On June 6, 2014, the Company issued a press release announcing the consummation of the Assumption, the merger of the Escrow Issuer with and into the Company, with the Company as the surviving corporation, and the redemption of the 2014 Legacy Notes and the 2015 Legacy Notes.  A copy of the press release is attached to this Current Report on Form 8-K as Exhibit 99.1 and is incorporated by reference herein.

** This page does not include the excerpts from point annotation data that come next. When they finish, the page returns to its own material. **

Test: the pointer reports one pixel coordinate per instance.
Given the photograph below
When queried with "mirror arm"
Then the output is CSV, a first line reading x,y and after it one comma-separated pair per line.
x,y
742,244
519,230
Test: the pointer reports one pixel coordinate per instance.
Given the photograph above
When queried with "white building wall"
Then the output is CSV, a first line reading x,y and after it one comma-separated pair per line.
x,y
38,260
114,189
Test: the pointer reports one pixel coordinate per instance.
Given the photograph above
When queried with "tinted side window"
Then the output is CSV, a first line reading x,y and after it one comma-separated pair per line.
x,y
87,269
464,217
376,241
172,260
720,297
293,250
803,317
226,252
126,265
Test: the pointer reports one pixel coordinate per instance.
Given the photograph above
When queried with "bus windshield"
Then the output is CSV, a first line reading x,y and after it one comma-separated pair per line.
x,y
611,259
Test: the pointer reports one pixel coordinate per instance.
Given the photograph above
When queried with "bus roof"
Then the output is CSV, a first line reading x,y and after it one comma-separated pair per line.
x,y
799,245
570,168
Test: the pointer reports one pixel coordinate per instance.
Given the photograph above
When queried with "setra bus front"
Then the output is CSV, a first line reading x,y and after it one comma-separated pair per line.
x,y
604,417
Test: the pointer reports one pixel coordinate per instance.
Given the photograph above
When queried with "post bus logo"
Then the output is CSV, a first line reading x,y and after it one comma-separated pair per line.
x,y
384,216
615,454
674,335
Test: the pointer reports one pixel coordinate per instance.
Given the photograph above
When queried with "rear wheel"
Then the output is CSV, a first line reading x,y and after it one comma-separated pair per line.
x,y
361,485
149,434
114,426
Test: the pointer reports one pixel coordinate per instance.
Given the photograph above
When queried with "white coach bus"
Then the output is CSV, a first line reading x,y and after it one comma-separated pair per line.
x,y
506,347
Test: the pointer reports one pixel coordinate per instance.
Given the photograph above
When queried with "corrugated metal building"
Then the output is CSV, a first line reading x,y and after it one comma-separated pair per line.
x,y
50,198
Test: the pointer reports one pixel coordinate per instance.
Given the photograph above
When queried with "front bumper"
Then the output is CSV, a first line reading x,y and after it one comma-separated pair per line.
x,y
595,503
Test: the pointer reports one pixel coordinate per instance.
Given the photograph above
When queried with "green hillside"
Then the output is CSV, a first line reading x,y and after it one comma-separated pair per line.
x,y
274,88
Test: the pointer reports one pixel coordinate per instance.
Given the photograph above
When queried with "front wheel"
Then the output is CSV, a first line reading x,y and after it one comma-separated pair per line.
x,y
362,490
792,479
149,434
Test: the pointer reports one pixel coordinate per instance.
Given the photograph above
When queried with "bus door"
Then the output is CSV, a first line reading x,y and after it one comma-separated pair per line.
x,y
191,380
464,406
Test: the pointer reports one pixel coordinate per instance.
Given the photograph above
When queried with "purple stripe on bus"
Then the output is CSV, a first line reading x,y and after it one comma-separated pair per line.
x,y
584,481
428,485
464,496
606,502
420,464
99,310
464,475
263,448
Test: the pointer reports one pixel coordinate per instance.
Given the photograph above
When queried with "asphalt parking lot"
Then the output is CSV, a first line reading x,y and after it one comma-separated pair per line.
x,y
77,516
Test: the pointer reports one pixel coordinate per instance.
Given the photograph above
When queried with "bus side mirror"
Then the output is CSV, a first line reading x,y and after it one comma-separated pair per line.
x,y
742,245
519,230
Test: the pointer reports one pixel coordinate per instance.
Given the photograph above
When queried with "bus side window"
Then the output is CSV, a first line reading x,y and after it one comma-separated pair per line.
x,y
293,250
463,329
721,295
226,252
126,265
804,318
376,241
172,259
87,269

Item 9.01                      Financial Statements and Exhibits

(d)           Exhibits

Exhibit No.
 
 Description
4.1
 
Supplemental Indenture, dated as of June 6, 2014, among Clear Channel Communications, Inc. and U.S. Bank National Association, as trustee (incorporated by reference to Exhibit 4.1 to the Clear Channel Communications, Inc. Form 8-K filed on June 6, 2014).
 
4.2
 
Indenture, dated as of May 1, 2014, among CCU Escrow Corporation and U.S. Bank National Association, as trustee (incorporated by reference to Exhibit 4.2 to the Clear Channel Communications, Inc. Form 8-K filed on June 6, 2014).
 
4.3
 
Form of 10.0% Senior Notes due 2018 (incorporated by reference to Exhibit 4.2 to the Clear Channel Communications, Inc. Form 8-K filed on June 6, 2014).
 
99.1
 
Press Release issued by Clear Channel Communications, Inc. on June 6, 2014 (incorporated by reference to Exhibit 99.1 to the Clear Channel Communications, Inc. Form 8-K filed on June 6, 2014).


 
 

 



SIGNATURES


Pursuant to the requirements of the Securities Exchange Act of 1934, the registrant has duly caused this report to be signed on its behalf by the undersigned hereunto duly authorized.


 
CC MEDIA HOLDINGS, INC.
 
       
       
Date:   June 6, 2014
By:
/s/ Hamlet T. Newsom, Jr.
 
   
Hamlet T. Newsom, Jr.
 
   
Vice President, Associate General Counsel and
 
   
Assistant Secretary
 
 
 
 

 
 

 

Exhibit Index

Exhibit No.
 
 Description
4.1
 
Supplemental Indenture, dated as of June 6, 2014, among Clear Channel Communications, Inc. and U.S. Bank National Association, as trustee (incorporated by reference to Exhibit 4.1 to the Clear Channel Communications, Inc. Form 8-K filed on June 6, 2014).
 
4.2
 
Indenture, dated as of May 1, 2014, among CCU Escrow Corporation and U.S. Bank National Association, as trustee (incorporated by reference to Exhibit 4.2 to the Clear Channel Communications, Inc. Form 8-K filed on June 6, 2014).
 
4.3
 
Form of 10.0% Senior Notes due 2018 (incorporated by reference to Exhibit 4.2 to the Clear Channel Communications, Inc. Form 8-K filed on June 6, 2014).
 
99.1
 
Press Release issued by Clear Channel Communications, Inc. on June 6, 2014 (incorporated by reference to Exhibit 99.1 to the Clear Channel Communications, Inc. Form 8-K filed on June 6, 2014).